In the subsoil of a Michigan forest, in the United States, there is a colossal mushroom much larger and older than previously suspected.
The monstrous mushroom lives in the subsoil of a Michigan forest (United States) and belongs to the species Armillaria gallica, an edible honey mushroom. It was discovered in the late 1980s, but thanks to new analyzes its fascinating features have been updated. It is estimated to be 2,500-years-old and covers 370,000 square meters, details that make it one of the oldest and largest organisms on our planet.

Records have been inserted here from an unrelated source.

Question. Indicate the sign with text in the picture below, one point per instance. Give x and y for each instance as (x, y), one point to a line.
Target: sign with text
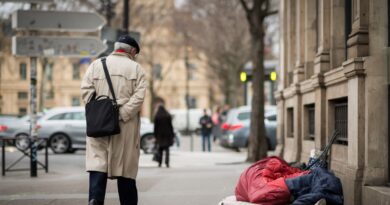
(40, 46)
(57, 20)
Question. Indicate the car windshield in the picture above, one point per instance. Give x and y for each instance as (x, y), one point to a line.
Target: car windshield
(27, 117)
(244, 116)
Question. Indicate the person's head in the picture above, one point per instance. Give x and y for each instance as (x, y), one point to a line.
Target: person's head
(159, 101)
(128, 44)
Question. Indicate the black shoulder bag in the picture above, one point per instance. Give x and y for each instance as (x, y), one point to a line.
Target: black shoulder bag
(102, 113)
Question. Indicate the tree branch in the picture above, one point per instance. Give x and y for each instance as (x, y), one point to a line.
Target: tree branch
(245, 6)
(270, 13)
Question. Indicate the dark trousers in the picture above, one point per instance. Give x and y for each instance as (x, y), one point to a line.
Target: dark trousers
(160, 155)
(127, 188)
(206, 139)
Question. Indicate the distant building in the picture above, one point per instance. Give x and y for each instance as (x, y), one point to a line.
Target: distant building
(335, 75)
(58, 84)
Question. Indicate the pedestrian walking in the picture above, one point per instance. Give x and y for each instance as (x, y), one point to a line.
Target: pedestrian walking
(163, 131)
(116, 156)
(217, 122)
(206, 127)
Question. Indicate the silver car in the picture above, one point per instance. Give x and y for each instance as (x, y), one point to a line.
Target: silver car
(18, 128)
(66, 130)
(236, 129)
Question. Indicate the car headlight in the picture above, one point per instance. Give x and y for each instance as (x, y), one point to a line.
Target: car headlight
(230, 138)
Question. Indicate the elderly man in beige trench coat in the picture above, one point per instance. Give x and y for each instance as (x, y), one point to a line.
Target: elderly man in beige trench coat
(117, 156)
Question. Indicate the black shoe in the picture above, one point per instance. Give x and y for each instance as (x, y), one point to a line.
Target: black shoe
(93, 202)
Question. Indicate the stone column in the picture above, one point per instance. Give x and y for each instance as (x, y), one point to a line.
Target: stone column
(321, 63)
(280, 124)
(337, 41)
(310, 37)
(291, 38)
(376, 67)
(354, 71)
(283, 69)
(358, 39)
(299, 72)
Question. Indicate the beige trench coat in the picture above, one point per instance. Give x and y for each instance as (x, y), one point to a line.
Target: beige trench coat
(116, 155)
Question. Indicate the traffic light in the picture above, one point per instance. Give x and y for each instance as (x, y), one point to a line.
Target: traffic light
(243, 76)
(273, 76)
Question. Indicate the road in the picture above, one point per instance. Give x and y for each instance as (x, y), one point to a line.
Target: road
(195, 178)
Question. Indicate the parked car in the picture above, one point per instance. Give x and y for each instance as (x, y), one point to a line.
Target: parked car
(66, 130)
(179, 119)
(236, 129)
(18, 128)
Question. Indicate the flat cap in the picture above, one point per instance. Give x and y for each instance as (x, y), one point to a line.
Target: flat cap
(129, 41)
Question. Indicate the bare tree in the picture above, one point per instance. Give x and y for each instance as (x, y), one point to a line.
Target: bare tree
(256, 12)
(215, 28)
(154, 21)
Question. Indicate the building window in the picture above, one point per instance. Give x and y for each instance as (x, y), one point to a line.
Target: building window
(310, 121)
(22, 95)
(49, 72)
(23, 71)
(192, 102)
(192, 71)
(22, 111)
(348, 23)
(76, 71)
(50, 95)
(157, 68)
(290, 77)
(290, 122)
(76, 101)
(341, 120)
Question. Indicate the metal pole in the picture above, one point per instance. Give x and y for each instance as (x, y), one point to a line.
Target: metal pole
(126, 13)
(33, 112)
(245, 93)
(188, 99)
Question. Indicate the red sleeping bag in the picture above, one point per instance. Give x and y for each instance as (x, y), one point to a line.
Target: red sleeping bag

In the subsoil of a Michigan forest, in the United States, there is a colossal mushroom much larger and older than previously suspected. When it was discovered in the late 1980s, scientists estimated an age of 1,500 years, a weight of 100,000 kilograms and an extension of 120,000 square meters, about 30 acres (12 hectares). Truly "monstrous" features, which made this mushroom belonging to the Armillaria gallic species – a normal honey mushroom – one of the largest and oldest living organisms on Earth.

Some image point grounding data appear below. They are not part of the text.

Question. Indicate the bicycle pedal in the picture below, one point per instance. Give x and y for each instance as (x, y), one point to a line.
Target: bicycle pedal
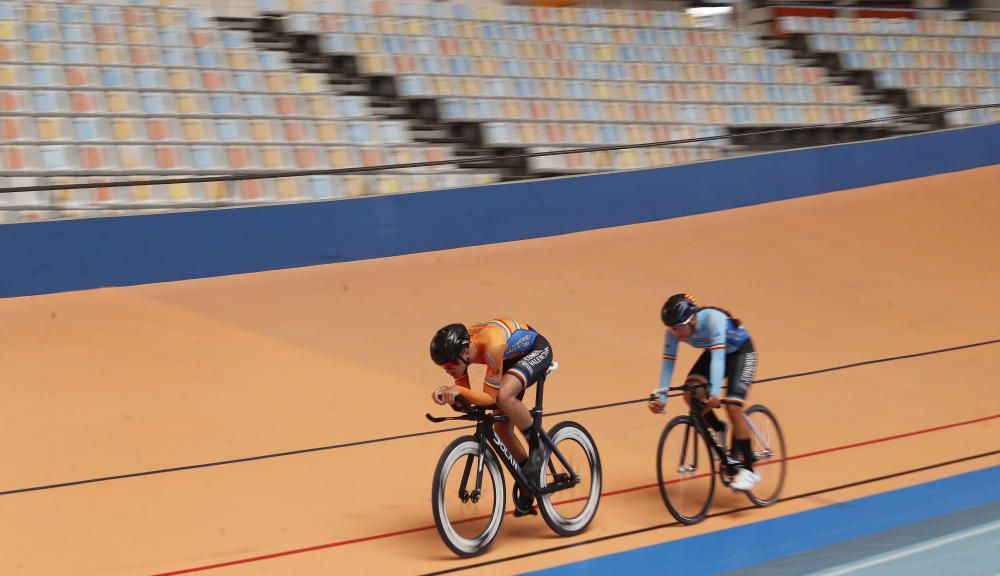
(518, 512)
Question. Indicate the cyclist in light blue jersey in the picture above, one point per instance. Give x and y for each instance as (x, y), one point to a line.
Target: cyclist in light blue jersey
(728, 353)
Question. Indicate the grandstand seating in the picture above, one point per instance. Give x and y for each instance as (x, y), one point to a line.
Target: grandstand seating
(103, 90)
(937, 62)
(141, 91)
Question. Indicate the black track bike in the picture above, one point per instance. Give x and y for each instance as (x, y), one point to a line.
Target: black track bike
(688, 459)
(469, 488)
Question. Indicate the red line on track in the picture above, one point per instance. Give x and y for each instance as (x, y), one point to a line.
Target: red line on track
(603, 494)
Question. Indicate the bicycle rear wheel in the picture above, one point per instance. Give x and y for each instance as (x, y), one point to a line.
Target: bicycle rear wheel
(569, 511)
(468, 522)
(768, 445)
(684, 470)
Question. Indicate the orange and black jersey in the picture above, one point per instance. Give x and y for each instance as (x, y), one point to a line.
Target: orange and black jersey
(497, 341)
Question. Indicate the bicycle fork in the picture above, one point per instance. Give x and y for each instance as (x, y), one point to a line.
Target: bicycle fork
(477, 492)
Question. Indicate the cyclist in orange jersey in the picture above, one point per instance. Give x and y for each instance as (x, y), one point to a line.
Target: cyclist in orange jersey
(515, 356)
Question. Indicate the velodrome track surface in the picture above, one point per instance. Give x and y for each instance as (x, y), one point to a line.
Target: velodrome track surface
(117, 381)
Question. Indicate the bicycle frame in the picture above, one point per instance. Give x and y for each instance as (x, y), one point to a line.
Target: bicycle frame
(490, 440)
(697, 407)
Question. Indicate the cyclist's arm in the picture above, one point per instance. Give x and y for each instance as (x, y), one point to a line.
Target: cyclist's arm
(716, 324)
(667, 367)
(463, 381)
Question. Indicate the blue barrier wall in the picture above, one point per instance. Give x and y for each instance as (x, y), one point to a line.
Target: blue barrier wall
(57, 256)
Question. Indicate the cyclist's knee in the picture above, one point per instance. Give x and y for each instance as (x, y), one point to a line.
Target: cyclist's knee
(509, 389)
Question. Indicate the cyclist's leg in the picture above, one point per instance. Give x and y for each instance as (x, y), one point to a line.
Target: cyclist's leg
(518, 377)
(517, 416)
(740, 368)
(699, 375)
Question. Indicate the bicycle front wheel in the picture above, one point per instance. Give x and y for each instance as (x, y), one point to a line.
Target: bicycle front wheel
(768, 446)
(684, 470)
(569, 511)
(468, 520)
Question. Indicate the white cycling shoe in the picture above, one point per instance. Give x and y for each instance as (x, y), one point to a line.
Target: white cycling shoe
(744, 480)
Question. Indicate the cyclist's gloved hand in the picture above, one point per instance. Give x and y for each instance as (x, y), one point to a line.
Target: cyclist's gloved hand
(444, 395)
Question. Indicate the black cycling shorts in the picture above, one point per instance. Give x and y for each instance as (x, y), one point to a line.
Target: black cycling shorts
(530, 367)
(739, 371)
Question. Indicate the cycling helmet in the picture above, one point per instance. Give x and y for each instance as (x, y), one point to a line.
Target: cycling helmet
(448, 343)
(678, 309)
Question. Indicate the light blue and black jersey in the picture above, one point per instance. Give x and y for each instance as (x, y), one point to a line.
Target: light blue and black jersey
(716, 333)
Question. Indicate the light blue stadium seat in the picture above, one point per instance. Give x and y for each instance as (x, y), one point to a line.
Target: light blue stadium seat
(228, 130)
(86, 129)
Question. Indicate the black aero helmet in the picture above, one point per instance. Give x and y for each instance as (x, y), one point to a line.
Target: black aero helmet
(678, 309)
(448, 343)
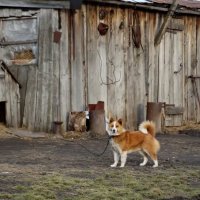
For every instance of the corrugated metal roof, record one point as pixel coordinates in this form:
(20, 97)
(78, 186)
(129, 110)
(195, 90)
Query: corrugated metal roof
(137, 1)
(186, 3)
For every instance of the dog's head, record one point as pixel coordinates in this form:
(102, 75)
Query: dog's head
(115, 126)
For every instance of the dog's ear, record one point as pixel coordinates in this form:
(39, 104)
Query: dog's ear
(111, 120)
(120, 121)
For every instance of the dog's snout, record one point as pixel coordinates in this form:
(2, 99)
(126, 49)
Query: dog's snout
(113, 130)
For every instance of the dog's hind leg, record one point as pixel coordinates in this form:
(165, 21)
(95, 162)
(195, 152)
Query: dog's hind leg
(116, 159)
(123, 158)
(145, 158)
(153, 156)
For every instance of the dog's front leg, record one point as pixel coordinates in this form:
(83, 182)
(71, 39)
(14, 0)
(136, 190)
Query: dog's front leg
(123, 158)
(116, 159)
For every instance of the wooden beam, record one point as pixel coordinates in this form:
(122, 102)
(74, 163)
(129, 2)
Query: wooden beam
(62, 4)
(164, 26)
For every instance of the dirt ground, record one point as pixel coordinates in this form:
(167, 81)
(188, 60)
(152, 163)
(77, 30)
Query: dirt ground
(23, 157)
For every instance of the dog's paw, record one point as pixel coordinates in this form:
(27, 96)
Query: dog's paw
(113, 165)
(154, 166)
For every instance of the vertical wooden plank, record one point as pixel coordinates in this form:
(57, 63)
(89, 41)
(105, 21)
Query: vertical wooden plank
(2, 86)
(102, 46)
(153, 59)
(30, 111)
(45, 64)
(8, 103)
(178, 73)
(77, 80)
(115, 60)
(65, 99)
(190, 65)
(136, 83)
(93, 58)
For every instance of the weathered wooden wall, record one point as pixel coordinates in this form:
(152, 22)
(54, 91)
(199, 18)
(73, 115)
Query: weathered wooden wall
(9, 93)
(85, 67)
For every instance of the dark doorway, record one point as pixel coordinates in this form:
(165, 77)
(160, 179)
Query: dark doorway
(3, 112)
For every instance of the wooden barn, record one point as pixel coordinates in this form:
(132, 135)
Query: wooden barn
(9, 97)
(123, 52)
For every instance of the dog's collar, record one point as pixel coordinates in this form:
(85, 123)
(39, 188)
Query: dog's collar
(112, 136)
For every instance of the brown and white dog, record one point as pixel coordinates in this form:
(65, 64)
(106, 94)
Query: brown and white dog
(124, 142)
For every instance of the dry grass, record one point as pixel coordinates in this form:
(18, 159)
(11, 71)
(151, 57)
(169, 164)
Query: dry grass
(107, 184)
(186, 126)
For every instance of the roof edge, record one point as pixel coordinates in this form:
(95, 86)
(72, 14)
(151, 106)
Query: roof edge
(143, 6)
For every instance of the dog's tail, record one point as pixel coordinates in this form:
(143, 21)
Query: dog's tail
(148, 127)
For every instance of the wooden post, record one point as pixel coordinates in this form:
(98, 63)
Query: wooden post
(163, 28)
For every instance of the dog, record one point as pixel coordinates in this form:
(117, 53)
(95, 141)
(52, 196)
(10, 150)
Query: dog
(124, 142)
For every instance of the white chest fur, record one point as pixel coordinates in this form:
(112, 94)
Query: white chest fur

An international research team led by scholars from the universities of Toronto and Missouri has returned to analyze the giant buried in the Crystal Falls forest, and from the new analyzes conducted both on site and in the laboratory has determined that the mushroom is even more incredible. According to scholars led by Professor James B. Anderson, the mushroom weighs four hundred thousand kilograms and covers 370 thousand square meters, almost 40 hectares. Scientists have also determined that the specimen of Armillaria gallica is 2,500 years old. From the sequencing of its genome it has been shown that it has not "evolved"; in its DNA only 163 of the 100 million base pairs that make up the genetic makeup have changed. According to Anderson and colleagues this is due to the fact that the mushroom lives mainly below ground and it is minimally affected by surface changes. The exposed parts, the yellow-brown "honey mushroom", are nothing more than its sexual organs: it is precisely from the genetic analyses conducted on them that scientists discovered that they were clones, all coming from the same gigantic organism.
If a living being of this type frightens and outclasses in terms of size a blue whale (Balaenoptera musculus), the largest animal on the planet, anyway it is not the most colossal mushroom on the planet. The record belongs to another mushroom, the basidiomycete Armillaria ostoyae found in a forest of the Blue Mountains of Oregon in 1998. This mushroom covers about nine million square meters (900 hectares) and could be older than 8 thousand years. This means that it could have arisen and grown before civilization itself. However, the most probable age is 2,400 years. The new details on the Michigan mushroom have been published on the website for scientific research bioarxiv.org, pending publication in an ad hoc journal after data review.